Shahbazi Maryam

Speaker for botany conference 2017-Shahbazi Maryam

Title: Title: Insights into the Role of the Plastid Terminal Oxidase in the Redox Status of the Plastoquinone Pool under Drought Stress: Differential Responses of Photosynthesis to Drought in Cultivated Barley and its Wild Relative

Shahbazi Maryam

Agricultural Biotechnology Research Institute of Iran (ABRII), Iran


Dr. Maryam Shahbazi received her PhD in Molecular Plant Physiology from Grenoble I (Joseph Fourier) University- France in 2008. She is currently working as a Research Assist Professor and project leader in Agricultural Biotechnology Research Institute of Iran (ABRII).
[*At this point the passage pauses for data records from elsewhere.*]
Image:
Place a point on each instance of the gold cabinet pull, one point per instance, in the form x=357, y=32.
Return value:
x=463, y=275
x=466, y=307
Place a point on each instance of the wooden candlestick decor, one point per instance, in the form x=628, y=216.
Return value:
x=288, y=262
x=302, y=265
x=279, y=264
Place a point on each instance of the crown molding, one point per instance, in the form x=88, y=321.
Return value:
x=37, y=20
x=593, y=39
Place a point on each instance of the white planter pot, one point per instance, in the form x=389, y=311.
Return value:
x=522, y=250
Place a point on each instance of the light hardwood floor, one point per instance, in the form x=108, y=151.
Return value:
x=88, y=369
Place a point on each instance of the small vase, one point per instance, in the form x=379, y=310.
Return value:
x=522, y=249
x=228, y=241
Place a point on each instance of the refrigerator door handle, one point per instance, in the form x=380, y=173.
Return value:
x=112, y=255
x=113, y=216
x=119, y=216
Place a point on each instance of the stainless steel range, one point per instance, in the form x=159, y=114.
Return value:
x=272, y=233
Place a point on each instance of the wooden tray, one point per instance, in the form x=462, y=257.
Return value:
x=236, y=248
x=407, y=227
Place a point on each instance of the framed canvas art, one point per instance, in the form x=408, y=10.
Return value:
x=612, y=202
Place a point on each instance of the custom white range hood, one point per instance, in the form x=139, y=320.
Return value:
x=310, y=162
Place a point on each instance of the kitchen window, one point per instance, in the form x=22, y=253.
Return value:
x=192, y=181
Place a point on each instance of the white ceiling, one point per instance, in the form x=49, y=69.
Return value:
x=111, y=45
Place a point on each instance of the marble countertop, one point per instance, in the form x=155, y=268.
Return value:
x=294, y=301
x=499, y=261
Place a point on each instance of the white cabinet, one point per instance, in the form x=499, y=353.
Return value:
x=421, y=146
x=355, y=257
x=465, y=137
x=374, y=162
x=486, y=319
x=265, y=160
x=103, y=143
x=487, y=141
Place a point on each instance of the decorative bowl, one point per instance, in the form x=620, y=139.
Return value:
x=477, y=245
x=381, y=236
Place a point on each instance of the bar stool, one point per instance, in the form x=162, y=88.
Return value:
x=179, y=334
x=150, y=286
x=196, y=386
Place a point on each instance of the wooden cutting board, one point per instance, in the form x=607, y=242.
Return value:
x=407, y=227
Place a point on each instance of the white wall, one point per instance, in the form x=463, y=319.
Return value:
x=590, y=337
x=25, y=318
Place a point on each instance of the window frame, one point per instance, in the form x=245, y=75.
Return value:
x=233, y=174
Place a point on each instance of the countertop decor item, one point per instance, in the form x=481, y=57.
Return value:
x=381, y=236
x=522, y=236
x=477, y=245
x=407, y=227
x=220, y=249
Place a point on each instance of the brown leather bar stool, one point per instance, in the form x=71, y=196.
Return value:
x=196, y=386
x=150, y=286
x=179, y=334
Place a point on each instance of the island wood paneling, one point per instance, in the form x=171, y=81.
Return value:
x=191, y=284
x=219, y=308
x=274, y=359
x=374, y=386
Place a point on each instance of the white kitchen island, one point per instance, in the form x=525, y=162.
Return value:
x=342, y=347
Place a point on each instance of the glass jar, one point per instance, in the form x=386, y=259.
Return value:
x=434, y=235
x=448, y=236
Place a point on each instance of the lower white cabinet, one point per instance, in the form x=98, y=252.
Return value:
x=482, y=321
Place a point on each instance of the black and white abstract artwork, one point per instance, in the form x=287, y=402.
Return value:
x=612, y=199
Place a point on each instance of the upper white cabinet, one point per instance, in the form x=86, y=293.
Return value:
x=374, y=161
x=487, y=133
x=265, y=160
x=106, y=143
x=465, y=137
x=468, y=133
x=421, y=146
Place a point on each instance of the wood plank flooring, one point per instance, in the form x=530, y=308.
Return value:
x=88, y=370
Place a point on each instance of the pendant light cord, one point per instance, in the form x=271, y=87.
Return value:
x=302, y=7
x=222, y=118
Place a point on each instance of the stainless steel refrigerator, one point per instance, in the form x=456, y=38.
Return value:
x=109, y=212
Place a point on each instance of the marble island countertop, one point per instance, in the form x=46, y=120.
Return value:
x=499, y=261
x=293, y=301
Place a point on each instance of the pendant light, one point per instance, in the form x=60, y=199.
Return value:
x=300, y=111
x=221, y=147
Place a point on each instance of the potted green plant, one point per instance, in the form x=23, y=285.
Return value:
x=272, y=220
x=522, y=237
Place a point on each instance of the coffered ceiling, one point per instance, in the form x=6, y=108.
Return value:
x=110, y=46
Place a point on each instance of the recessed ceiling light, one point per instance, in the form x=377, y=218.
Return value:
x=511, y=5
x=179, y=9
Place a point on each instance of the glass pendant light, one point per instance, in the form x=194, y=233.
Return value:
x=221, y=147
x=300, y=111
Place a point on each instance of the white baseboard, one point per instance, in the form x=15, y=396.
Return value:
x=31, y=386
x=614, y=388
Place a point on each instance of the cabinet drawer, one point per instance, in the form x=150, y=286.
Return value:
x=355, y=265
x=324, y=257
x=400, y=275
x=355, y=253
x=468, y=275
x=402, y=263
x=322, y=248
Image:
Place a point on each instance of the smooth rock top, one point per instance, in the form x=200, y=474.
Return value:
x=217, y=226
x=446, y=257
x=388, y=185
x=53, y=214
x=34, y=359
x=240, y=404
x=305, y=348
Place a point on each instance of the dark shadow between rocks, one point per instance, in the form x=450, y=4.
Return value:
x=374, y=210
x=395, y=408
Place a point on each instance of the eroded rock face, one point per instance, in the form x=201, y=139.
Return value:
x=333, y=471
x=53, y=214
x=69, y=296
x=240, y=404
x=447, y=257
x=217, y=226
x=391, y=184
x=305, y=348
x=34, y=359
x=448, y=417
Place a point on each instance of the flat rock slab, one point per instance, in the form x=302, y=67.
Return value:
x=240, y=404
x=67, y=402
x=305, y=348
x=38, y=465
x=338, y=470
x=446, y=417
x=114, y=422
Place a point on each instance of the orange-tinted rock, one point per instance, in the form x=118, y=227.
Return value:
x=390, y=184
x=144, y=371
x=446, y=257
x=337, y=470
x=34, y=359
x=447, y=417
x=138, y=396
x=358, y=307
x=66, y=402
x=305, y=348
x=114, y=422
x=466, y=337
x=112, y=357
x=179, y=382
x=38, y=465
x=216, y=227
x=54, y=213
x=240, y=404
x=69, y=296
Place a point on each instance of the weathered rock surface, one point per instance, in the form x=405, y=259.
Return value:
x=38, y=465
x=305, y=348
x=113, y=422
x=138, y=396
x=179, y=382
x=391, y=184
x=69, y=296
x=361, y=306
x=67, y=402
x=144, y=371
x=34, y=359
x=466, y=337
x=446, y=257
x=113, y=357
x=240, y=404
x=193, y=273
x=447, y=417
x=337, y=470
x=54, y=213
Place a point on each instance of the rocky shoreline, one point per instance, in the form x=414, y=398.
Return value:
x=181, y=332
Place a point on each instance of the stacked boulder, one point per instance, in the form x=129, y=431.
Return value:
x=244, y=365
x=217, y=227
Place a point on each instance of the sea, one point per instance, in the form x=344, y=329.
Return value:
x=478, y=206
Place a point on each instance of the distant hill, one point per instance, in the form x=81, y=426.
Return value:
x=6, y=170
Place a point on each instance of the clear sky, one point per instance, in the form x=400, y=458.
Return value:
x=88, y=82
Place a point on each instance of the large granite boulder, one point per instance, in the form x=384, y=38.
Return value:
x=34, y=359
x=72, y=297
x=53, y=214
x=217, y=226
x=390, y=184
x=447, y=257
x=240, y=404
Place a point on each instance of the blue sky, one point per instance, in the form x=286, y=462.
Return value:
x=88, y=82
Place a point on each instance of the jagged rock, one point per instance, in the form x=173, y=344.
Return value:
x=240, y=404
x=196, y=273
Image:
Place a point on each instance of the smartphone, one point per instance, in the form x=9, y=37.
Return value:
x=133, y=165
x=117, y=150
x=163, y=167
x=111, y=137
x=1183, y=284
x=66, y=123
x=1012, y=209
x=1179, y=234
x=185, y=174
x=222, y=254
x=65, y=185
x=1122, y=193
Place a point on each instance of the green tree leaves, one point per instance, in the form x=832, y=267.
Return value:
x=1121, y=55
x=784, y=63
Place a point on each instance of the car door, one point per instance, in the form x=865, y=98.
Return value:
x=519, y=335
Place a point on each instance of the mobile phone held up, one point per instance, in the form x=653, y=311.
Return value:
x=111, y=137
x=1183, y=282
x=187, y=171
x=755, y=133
She is in charge of Education and Training Office of ABRII. She is also an invited lecturer of Tehran University. She has supervised more than 20 graduated students. Maryam conducted physiological researches on traits and mechanisms contributing to crop stress tolerance including drought and salinity, and her research focused on gene discovery in crop plants. Also, she is a molecular physiologist in the field of photosynthesis, photosynthetic electron transport particularly in the redox status of the plastoquinone pool which is very responsive and important in plants when exposing to stress conditions.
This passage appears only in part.